New Zealand opens applications for NZ$25M fund for Global Partnerships in Livestock Emissions Research aimed at mitigating GHG emissions from pastoral farming
WELLINGTON, New Zealand
September 27, 2011
– A competitive, international fund for research on mitigating greenhouse gas emissions from pastoral farming is now open for applications.
Agriculture Minister David Carter announced the NZ$25 million Fund for Global Partnerships in Livestock Emissions Research at the inaugural ministerial meeting of the Global Research Alliance in Rome in June.
The Fund draws on the NZ$45 million that the New Zealand Government committed to the Alliance in 2009. It is being allocated over the four years to June 2016. Two application rounds are being held, the first opening on 19 September and closing on 7 November 2011.
In the lead-up to the first round, a Strategic Science Panel has identified the key research challenges that need to be addressed to mitigate greenhouse gas emissions from pastoral farming.

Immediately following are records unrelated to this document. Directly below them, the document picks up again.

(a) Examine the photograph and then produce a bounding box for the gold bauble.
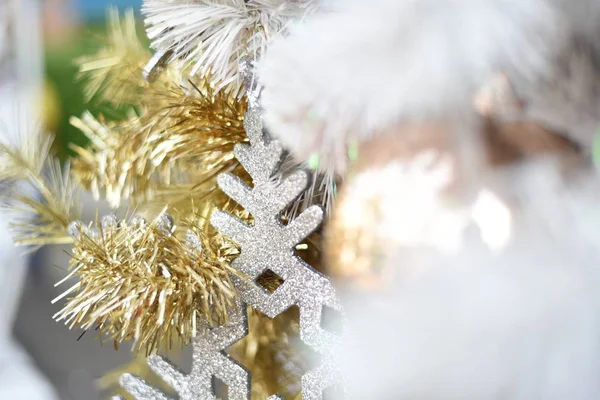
[324,120,579,289]
[324,124,463,289]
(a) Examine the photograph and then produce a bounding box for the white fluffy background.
[259,0,600,171]
[260,0,565,165]
[257,0,600,396]
[336,161,600,399]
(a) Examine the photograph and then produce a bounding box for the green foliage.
[44,25,101,159]
[45,20,147,160]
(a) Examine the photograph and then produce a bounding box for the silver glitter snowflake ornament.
[117,65,343,400]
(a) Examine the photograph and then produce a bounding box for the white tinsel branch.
[143,0,317,96]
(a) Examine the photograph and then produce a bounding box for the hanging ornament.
[324,119,581,289]
[116,64,343,400]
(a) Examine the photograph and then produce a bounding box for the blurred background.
[43,0,142,159]
[1,1,147,399]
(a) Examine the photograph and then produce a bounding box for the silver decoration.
[156,213,174,233]
[67,220,99,240]
[68,213,178,242]
[239,58,259,109]
[130,215,147,227]
[101,214,118,231]
[184,230,202,253]
[118,63,343,400]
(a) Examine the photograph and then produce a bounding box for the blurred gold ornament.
[230,306,305,399]
[325,120,581,288]
[481,119,581,166]
[324,124,463,288]
[53,212,244,355]
[41,79,62,134]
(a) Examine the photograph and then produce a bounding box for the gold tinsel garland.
[54,212,243,354]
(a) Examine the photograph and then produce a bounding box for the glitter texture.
[118,65,343,400]
[119,307,249,400]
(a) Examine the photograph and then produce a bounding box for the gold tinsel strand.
[53,212,243,355]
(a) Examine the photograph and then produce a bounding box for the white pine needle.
[143,0,317,96]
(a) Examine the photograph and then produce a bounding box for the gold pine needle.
[70,80,248,209]
[77,7,150,105]
[0,131,80,249]
[71,9,248,211]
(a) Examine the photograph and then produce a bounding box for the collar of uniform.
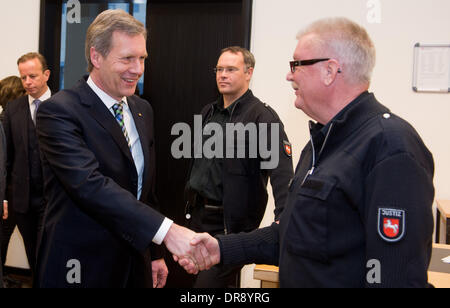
[28,87,51,106]
[325,91,390,145]
[87,75,128,110]
[309,120,325,140]
[213,89,253,115]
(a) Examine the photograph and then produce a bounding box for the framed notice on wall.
[412,43,450,93]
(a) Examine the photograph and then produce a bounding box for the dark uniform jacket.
[187,90,294,234]
[218,92,435,287]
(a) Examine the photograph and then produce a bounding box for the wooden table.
[436,200,450,244]
[253,264,279,288]
[254,244,450,288]
[428,244,450,288]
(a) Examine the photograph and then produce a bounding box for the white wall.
[1,0,40,269]
[241,0,450,288]
[0,0,41,79]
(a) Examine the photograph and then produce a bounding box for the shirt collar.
[28,87,51,106]
[214,89,252,114]
[214,97,237,114]
[87,75,128,109]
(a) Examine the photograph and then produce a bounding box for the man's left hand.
[152,258,168,288]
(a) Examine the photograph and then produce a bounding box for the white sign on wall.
[413,43,450,93]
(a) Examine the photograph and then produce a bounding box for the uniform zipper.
[222,100,240,235]
[301,122,334,185]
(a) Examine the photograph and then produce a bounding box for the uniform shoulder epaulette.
[261,102,281,121]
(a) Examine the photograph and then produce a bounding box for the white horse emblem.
[383,219,399,236]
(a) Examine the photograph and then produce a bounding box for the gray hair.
[297,17,376,85]
[85,9,147,72]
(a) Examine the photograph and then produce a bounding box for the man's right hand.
[163,223,215,274]
[178,232,221,274]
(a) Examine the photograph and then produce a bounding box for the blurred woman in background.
[0,76,26,120]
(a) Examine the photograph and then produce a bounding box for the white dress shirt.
[29,87,51,123]
[87,76,172,245]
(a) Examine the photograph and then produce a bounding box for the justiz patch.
[377,208,405,242]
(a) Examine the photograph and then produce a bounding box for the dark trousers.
[14,196,45,274]
[194,263,242,288]
[1,210,16,268]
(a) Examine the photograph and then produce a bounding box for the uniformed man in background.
[185,46,294,288]
[184,18,435,288]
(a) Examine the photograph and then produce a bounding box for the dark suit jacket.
[2,95,44,213]
[35,77,165,288]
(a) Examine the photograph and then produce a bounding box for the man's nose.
[130,59,145,75]
[218,71,230,79]
[286,71,294,82]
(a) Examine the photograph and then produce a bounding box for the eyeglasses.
[289,58,330,73]
[214,66,253,74]
[214,67,240,74]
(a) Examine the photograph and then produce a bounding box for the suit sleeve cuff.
[152,218,173,245]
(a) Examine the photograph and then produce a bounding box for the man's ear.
[43,69,50,82]
[323,59,340,86]
[245,66,254,82]
[90,47,102,69]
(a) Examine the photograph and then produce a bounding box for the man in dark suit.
[35,9,212,288]
[0,122,6,288]
[2,52,51,276]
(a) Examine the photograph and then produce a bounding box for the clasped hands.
[163,223,221,274]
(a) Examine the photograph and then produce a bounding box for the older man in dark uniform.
[184,18,435,288]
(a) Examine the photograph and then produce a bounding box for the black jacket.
[218,92,435,287]
[36,78,164,287]
[187,90,294,234]
[2,95,47,213]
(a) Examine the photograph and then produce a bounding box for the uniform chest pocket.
[285,176,337,263]
[298,177,336,200]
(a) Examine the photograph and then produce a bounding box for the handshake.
[163,223,222,274]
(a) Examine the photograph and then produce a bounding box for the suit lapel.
[78,80,134,163]
[20,91,53,159]
[18,96,30,159]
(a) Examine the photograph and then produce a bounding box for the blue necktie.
[33,99,41,125]
[112,101,131,148]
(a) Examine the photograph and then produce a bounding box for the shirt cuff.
[152,218,173,245]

The Panel was chaired by the Prime Minister’s Chief Science Advisor, Sir Peter Gluckman. The other members were: Professor Paddy Cunningham (Ireland), Jimmy Smith (International Livestock Research Institute based in Kenya), Daniel Martino (Uruguay), Andy West (New Zealand) and Collier Isaacs (New Zealand).

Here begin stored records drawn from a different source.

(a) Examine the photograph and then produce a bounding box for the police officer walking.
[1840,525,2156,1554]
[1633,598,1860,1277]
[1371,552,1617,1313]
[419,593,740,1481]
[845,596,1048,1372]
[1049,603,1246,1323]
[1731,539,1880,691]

The four key research challenges the Panel identified are to:
* Manipulate rumen function to reduce the amount of methane that is produced per unit of feed intake;
* Reduce nitrous oxide emissions from soils in grazing livestock systems;
* Manipulate the rate of soil carbon change in grazing livestock systems;
* Develop improved tools for farmer decision making.

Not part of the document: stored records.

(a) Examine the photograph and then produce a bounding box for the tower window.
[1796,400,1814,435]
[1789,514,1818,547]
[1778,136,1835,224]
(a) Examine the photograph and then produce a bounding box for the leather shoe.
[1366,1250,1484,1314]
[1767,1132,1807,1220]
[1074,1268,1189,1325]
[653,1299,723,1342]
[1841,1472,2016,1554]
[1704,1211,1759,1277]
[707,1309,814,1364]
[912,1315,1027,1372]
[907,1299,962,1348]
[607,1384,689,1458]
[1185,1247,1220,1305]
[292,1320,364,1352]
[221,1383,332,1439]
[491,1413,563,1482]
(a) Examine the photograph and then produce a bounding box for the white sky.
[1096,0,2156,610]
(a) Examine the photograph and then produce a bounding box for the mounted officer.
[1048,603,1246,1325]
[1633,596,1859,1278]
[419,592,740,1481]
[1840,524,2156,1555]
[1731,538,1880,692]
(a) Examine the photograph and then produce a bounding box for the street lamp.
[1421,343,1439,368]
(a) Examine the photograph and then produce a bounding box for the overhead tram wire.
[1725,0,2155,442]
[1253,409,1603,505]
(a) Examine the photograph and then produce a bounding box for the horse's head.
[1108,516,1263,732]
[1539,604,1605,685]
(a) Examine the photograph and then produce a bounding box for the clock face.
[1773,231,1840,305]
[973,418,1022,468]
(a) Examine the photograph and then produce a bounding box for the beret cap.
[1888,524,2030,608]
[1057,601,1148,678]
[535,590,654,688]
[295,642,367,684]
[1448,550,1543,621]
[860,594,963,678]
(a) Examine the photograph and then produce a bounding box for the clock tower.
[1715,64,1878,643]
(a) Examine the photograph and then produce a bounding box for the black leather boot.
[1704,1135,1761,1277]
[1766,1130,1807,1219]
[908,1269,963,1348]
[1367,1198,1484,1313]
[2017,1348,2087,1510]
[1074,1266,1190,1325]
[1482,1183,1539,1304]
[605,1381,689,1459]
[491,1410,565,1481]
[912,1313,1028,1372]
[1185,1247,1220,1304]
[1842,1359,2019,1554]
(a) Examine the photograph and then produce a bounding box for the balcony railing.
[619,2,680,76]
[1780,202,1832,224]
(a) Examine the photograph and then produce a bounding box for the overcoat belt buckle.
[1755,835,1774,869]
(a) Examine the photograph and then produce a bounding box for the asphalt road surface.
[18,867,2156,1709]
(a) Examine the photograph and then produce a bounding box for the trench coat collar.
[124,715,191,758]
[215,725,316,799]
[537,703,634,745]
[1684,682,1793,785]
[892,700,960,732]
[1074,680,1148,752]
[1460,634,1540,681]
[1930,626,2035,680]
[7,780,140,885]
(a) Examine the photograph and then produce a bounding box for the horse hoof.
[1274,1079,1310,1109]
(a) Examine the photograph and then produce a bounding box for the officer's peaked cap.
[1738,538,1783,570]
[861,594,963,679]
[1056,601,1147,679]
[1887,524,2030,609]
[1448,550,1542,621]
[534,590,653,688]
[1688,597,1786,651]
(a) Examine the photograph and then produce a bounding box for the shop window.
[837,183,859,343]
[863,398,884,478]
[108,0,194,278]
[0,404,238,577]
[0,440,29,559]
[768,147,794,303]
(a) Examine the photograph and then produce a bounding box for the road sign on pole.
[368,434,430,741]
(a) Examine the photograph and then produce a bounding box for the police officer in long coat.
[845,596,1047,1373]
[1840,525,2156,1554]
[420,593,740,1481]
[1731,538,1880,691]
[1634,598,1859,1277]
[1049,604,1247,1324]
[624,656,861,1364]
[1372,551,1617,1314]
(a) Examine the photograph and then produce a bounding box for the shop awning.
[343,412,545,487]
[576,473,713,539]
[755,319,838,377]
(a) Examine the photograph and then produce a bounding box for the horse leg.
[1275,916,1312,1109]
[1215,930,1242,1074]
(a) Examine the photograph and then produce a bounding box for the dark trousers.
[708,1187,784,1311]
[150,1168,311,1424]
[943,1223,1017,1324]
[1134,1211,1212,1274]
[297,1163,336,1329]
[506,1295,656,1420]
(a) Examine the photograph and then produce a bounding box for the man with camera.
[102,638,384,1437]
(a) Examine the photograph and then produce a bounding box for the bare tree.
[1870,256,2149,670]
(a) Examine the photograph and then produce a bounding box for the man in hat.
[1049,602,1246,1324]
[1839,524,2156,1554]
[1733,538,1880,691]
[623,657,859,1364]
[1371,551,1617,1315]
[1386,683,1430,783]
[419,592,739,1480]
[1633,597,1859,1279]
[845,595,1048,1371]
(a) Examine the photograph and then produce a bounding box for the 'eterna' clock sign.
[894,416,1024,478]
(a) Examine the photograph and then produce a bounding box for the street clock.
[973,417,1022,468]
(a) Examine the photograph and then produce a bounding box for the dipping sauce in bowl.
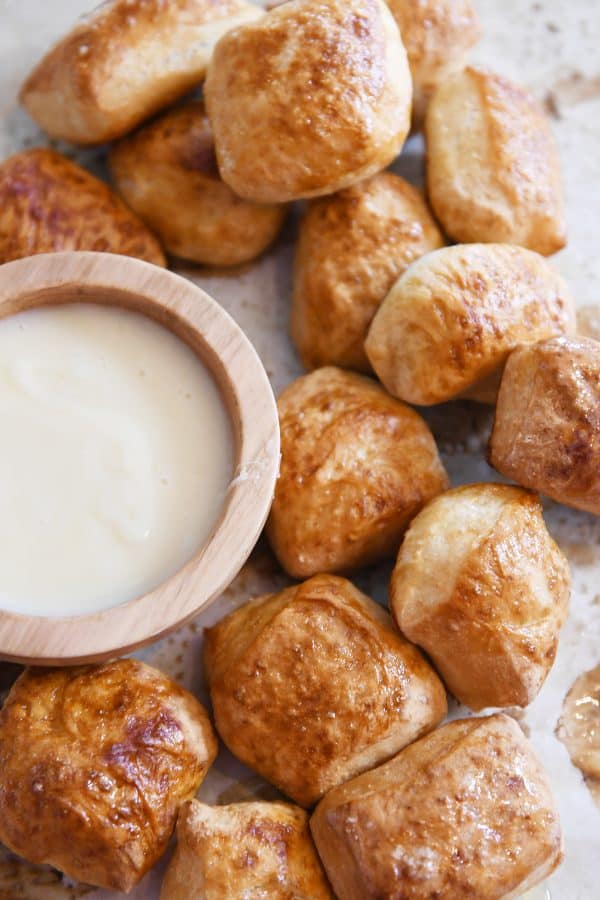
[0,251,279,664]
[0,303,233,616]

The new Fund is open to international scientists and multi-stakeholder/country consortia bids. International co-funding is a requirement. Projects can be led by a New Zealand participant or one from an Alliance member country but must include the significant involvement of a New Zealand partner.
The Director of the New Zealand Agricultural Greenhouse Gas Research Centre, Dr Harry Clark, says the community of specialist researchers in this area in New Zealand is small but highly regarded internationally and this Fund presents an opportunity to accelerate this research by increasing international collaboration.
MAF will appoint a Technical Assessment Panel to evaluate proposals.